La Théorie du bus

Certains nous suivent et nous soutiennent depuis le début. C’est le cas de Sylvain qui nous a récemment parlé de la « théorie du bus », et qui s’est proposé de d’en faire un article pour THC.

Une amie d’amie d’amie un jour s’est exclamée « si on devait faire venir à mon mariage tous les mecs avec qui j’ai couché, faudrait affréter deux bus ! »
Et c’est ainsi qu’est née la Théorie du Bus.

bus

Ainsi, nous sommes tous propriétaires d’un bus (ou d’une Smart, ou d’un TGV selon le nombre de nos conquêtes), dans lequel se déplacent toutes celles et/ou tous ceux qui ont partagé notre intimité (physique du moins).

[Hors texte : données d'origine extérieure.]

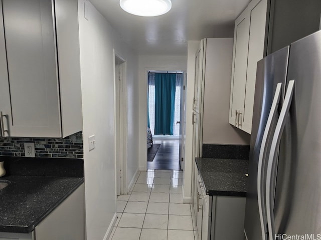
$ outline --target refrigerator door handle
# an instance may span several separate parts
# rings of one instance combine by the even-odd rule
[[[274,120],[277,112],[277,107],[279,104],[280,97],[281,96],[281,90],[282,88],[282,84],[279,82],[276,86],[275,93],[273,98],[271,110],[269,113],[269,116],[266,122],[266,126],[264,129],[263,137],[262,138],[262,144],[260,148],[259,154],[258,166],[257,168],[257,200],[259,206],[259,213],[260,214],[260,220],[261,222],[261,230],[262,232],[262,240],[266,240],[267,230],[266,229],[266,212],[264,202],[264,193],[263,190],[264,182],[262,180],[263,176],[263,160],[264,160],[265,149],[267,146],[267,140],[268,136],[270,134],[271,126]]]
[[[274,205],[274,186],[272,182],[274,182],[276,178],[277,166],[278,160],[278,146],[281,140],[282,132],[285,125],[285,118],[289,112],[290,106],[292,102],[293,93],[294,88],[294,80],[289,81],[284,98],[283,106],[281,110],[280,116],[276,124],[275,130],[273,136],[271,150],[268,155],[268,163],[266,172],[266,213],[267,219],[267,225],[268,228],[269,240],[274,240],[275,236],[275,230],[274,226],[274,216],[273,212]],[[273,193],[273,194],[272,194]]]

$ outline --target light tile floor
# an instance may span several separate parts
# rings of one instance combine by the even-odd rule
[[[183,203],[182,171],[140,172],[128,195],[118,196],[110,240],[194,240],[191,204]]]

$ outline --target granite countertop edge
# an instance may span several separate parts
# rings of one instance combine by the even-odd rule
[[[205,171],[203,170],[202,170],[199,166],[200,164],[201,164],[202,160],[203,161],[206,160],[208,164],[209,162],[213,162],[213,167],[214,168],[214,166],[215,165],[215,164],[216,164],[216,162],[215,162],[216,160],[233,161],[235,160],[231,160],[231,159],[209,158],[195,158],[195,160],[196,163],[196,166],[198,168],[199,172],[200,174],[200,176],[201,177],[201,178],[202,179],[202,180],[204,184],[204,186],[205,188],[206,194],[207,195],[209,195],[210,196],[241,196],[241,197],[246,196],[246,189],[241,190],[232,190],[231,189],[227,189],[227,188],[226,190],[221,190],[214,189],[209,187],[209,184],[207,180],[204,181],[203,176],[207,174],[208,175],[211,175],[211,176],[215,176],[216,174],[218,175],[221,172],[216,172],[215,171],[214,171],[213,172],[210,171],[210,172],[205,172]],[[213,162],[212,162],[212,161],[213,161]],[[243,160],[242,161],[243,162],[245,162],[245,160]],[[242,165],[244,165],[244,164],[243,164]],[[244,168],[244,172],[243,172],[243,174],[244,174],[244,176],[245,176],[245,174],[247,173],[248,172],[248,166],[243,166]],[[210,167],[212,167],[212,166],[210,166]],[[225,170],[228,170],[224,169],[223,168],[223,169],[222,170],[223,170],[223,172],[224,172]],[[232,172],[230,172],[230,175],[233,176],[234,174],[235,175],[236,175],[237,174],[240,174]],[[246,178],[244,178],[246,179]],[[242,184],[245,184],[245,186],[247,186],[247,181],[246,180],[242,181]]]
[[[39,216],[38,219],[35,221],[32,225],[29,226],[28,228],[28,232],[31,232],[35,230],[36,226],[38,225],[41,222],[44,220],[47,216],[48,216],[60,204],[64,202],[68,196],[69,196],[71,194],[72,194],[77,188],[78,188],[80,185],[81,185],[85,181],[84,178],[82,178],[79,180],[79,181],[75,184],[72,187],[70,188],[69,190],[66,192],[66,194],[60,198],[57,202],[56,202],[53,205],[51,206],[50,208],[48,209],[46,212],[44,212],[44,214]]]
[[[44,178],[44,176],[38,176],[38,178]],[[32,222],[28,226],[15,225],[13,224],[11,225],[4,224],[2,224],[0,220],[0,232],[13,232],[19,234],[30,234],[32,232],[42,221],[48,216],[64,200],[65,200],[71,194],[72,194],[78,187],[79,187],[84,182],[84,177],[59,177],[61,178],[79,178],[76,182],[72,184],[69,190],[62,196],[56,200],[48,208],[45,210],[42,214],[39,214],[36,219]]]

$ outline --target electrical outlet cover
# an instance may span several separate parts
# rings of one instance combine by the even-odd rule
[[[89,150],[92,150],[95,148],[95,135],[92,135],[88,137],[88,142],[89,144]]]
[[[25,142],[25,156],[30,158],[35,158],[35,143]]]

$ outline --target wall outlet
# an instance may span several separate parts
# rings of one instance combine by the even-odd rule
[[[25,142],[25,156],[35,158],[34,142]]]
[[[95,135],[92,135],[88,138],[88,144],[89,144],[89,150],[95,148]]]

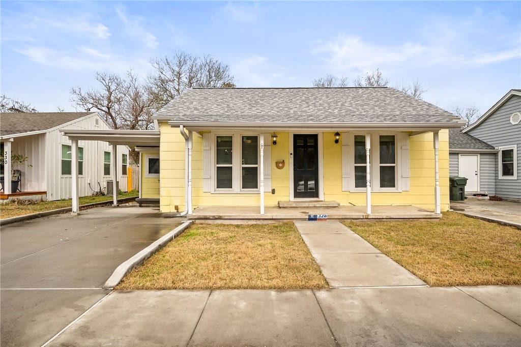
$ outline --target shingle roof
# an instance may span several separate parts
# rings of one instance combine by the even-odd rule
[[[456,129],[449,129],[449,148],[458,150],[493,150],[494,146]]]
[[[0,114],[0,135],[39,131],[57,127],[94,112],[38,112]]]
[[[458,118],[392,88],[194,88],[154,118],[179,121],[447,122]]]

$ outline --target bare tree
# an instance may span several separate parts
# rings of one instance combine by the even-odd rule
[[[377,69],[370,74],[366,74],[364,78],[358,76],[353,81],[356,87],[387,86],[389,83],[389,80],[383,77],[379,69]]]
[[[343,88],[348,86],[348,78],[339,78],[332,75],[328,74],[324,77],[313,80],[313,86],[319,88]]]
[[[467,121],[466,127],[474,123],[479,118],[479,110],[473,106],[468,107],[457,106],[452,109],[452,112],[462,119]]]
[[[80,108],[98,111],[113,129],[147,129],[153,124],[151,107],[154,101],[148,88],[131,70],[122,77],[107,72],[96,72],[101,88],[84,91],[72,88],[71,101]]]
[[[8,97],[5,94],[0,96],[0,112],[4,113],[25,113],[38,112],[31,104]]]
[[[148,92],[160,108],[183,91],[192,87],[234,88],[228,65],[208,55],[182,51],[152,59],[154,73],[148,77]]]

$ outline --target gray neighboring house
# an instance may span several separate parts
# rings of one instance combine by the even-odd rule
[[[450,175],[469,179],[466,193],[521,199],[521,90],[511,90],[475,123],[449,133]]]

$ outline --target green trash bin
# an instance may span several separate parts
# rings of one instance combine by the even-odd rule
[[[449,178],[450,191],[449,196],[451,201],[463,201],[465,200],[465,186],[467,179],[465,177],[452,176]]]

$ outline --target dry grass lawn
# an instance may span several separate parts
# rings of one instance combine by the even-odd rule
[[[117,289],[328,288],[293,223],[194,224]]]
[[[344,224],[429,286],[521,284],[521,230],[443,213],[437,222]]]

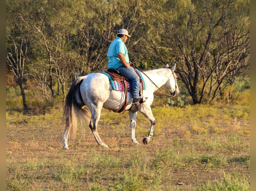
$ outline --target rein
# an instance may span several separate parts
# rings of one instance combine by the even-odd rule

L’expression « monter dans le bus » devient donc synonyme d’ « avoir un rapport sexuel » (chacun-e est libre d’ailleurs de définir ce qu’il-elle considère comme un rapport sexuel), et « rester à l’arrêt du bus » désigne la grande frustration quand on était à deux doigts d’y monter, mais qu’un « finalement je préfère qu’on s’arrête là » nous a barré la route.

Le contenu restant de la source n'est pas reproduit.